= Charles Borden =

American sailor and writer

Charles A. Borden (1911–1968) was an American sailor and writer. Born in Oakland, he received little formal education and first went to sea at the age of 13. Throughout his life, he sailed extensively throughout the Pacific and South Pacific, earning the trust and acknowledgment of many on the islands which he visited. He circled the globe four times and crossed the Pacific numerous times in his 17-foot boat called Confucius.

Charles decided to settle down with his wife, Rosalie, in 1960 at Spindrift Point near Muir Beach, California. When he died in 1969 he willed the four-acre plot to a conservation group. His masters license is held in the Online Archive of California.
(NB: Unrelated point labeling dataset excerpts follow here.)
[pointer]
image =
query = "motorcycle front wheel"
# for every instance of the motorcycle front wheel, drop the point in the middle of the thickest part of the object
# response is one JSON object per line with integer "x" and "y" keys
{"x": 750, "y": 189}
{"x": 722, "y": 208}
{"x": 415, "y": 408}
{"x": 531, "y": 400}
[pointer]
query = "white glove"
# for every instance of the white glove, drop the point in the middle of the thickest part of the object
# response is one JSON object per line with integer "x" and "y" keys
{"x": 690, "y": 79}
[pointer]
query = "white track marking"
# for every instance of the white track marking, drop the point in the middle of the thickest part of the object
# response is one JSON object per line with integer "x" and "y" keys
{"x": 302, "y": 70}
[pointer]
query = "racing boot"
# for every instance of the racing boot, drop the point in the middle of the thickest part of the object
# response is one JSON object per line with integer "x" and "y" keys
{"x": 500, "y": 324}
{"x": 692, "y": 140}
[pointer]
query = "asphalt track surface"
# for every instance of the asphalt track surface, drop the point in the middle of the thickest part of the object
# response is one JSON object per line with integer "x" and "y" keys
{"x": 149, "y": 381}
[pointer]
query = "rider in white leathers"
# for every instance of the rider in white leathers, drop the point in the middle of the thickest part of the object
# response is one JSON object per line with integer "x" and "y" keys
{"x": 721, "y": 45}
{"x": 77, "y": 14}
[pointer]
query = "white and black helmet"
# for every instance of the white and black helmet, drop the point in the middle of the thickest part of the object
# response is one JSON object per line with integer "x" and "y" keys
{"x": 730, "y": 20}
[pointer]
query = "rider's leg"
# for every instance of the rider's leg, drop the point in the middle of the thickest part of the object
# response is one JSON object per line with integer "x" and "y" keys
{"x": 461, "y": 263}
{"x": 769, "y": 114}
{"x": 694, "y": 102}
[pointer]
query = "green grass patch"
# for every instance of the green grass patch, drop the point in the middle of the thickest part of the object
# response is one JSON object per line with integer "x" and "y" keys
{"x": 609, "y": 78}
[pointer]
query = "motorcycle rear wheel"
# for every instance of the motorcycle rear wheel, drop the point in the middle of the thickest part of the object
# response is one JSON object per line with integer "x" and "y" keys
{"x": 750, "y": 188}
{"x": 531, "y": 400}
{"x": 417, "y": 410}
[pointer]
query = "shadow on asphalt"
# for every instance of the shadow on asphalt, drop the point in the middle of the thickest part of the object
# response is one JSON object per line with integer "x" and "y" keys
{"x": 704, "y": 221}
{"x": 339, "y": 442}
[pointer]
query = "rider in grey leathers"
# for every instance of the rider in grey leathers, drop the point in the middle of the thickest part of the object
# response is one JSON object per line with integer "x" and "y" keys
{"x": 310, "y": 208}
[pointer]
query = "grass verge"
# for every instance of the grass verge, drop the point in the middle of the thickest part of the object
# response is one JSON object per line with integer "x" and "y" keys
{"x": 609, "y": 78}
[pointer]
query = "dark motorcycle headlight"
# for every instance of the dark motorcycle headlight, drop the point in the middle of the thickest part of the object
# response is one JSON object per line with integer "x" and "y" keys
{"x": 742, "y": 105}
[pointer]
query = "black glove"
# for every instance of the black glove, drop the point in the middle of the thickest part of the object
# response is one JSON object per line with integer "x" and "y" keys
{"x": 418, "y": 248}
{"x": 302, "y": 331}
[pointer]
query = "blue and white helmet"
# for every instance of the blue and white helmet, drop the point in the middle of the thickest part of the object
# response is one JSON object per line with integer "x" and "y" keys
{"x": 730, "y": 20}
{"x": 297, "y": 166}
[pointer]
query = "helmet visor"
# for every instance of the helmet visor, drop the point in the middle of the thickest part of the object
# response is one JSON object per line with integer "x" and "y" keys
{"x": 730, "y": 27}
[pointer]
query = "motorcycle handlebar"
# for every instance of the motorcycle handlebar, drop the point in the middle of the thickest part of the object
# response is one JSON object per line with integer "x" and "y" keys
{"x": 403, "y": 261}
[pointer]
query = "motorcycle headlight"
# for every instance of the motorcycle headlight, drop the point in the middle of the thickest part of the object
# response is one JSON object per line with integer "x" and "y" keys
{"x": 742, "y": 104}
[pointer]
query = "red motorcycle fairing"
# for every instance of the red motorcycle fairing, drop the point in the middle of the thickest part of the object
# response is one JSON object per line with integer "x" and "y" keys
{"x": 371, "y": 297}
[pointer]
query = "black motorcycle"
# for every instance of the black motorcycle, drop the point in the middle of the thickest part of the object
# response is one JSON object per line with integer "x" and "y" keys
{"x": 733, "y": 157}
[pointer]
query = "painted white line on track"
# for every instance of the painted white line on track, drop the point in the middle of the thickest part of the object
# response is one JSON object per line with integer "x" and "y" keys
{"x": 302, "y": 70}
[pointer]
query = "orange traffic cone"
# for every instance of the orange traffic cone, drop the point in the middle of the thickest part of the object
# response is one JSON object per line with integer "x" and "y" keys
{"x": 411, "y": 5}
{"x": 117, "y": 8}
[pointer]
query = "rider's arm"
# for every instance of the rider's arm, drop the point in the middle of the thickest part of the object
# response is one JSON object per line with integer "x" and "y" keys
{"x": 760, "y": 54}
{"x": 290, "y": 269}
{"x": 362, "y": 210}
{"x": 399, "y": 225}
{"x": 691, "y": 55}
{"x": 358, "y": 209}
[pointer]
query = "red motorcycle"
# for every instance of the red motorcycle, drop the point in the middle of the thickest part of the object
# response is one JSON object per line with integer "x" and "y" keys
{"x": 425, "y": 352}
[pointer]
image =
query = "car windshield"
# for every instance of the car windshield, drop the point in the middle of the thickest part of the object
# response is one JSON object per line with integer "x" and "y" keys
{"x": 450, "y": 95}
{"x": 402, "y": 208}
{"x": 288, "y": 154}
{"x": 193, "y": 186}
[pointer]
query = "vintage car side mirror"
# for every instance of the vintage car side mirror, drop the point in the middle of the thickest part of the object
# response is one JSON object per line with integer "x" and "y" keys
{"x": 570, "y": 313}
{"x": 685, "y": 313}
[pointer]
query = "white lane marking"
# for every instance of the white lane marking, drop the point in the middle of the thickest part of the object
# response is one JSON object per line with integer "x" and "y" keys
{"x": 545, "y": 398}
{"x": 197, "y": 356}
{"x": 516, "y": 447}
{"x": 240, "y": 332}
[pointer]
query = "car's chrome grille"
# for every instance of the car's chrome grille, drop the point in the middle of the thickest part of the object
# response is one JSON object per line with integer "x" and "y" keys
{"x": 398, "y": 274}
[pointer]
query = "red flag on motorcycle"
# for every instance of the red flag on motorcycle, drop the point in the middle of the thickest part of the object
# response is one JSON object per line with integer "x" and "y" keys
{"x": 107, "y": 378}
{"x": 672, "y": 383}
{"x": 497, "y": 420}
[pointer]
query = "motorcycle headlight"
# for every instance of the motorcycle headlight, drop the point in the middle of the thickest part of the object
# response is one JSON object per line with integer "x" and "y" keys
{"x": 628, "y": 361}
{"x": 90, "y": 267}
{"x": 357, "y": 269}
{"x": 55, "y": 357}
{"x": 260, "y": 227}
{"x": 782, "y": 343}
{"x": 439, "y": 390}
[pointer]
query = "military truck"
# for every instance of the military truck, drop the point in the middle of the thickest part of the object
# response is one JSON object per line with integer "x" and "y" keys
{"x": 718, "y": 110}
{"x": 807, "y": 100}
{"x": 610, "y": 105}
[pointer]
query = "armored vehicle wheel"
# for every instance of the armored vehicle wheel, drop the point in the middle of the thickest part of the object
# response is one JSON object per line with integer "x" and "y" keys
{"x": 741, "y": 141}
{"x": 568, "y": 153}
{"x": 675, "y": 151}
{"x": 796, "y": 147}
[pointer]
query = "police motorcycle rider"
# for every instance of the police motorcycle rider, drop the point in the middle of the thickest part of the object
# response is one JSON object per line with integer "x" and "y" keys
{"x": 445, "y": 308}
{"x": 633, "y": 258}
The small house Charles and Rosalie lived in was modeled on the interior of a ship, and constructed by noted architect Henry Hill. Of this special spot, Charles Borden proclaimed "Thoreau has always been my bible, and the Pacific has been my Walden--until I found this place."

==Writing career==
Borden authored numerous books, many of which detailed his sailing life and focused on skippers he encountered on the seas, both male and female. His books include Oceania, He Sailed with Captain Cook, South Sea Islands, Hawaii: Fiftieth State, and perhaps his most well-known work, Sea Quest: Global Blue-Water Adventuring in Small Craft. Borden also wrote articles for journals and sea-craft related publications.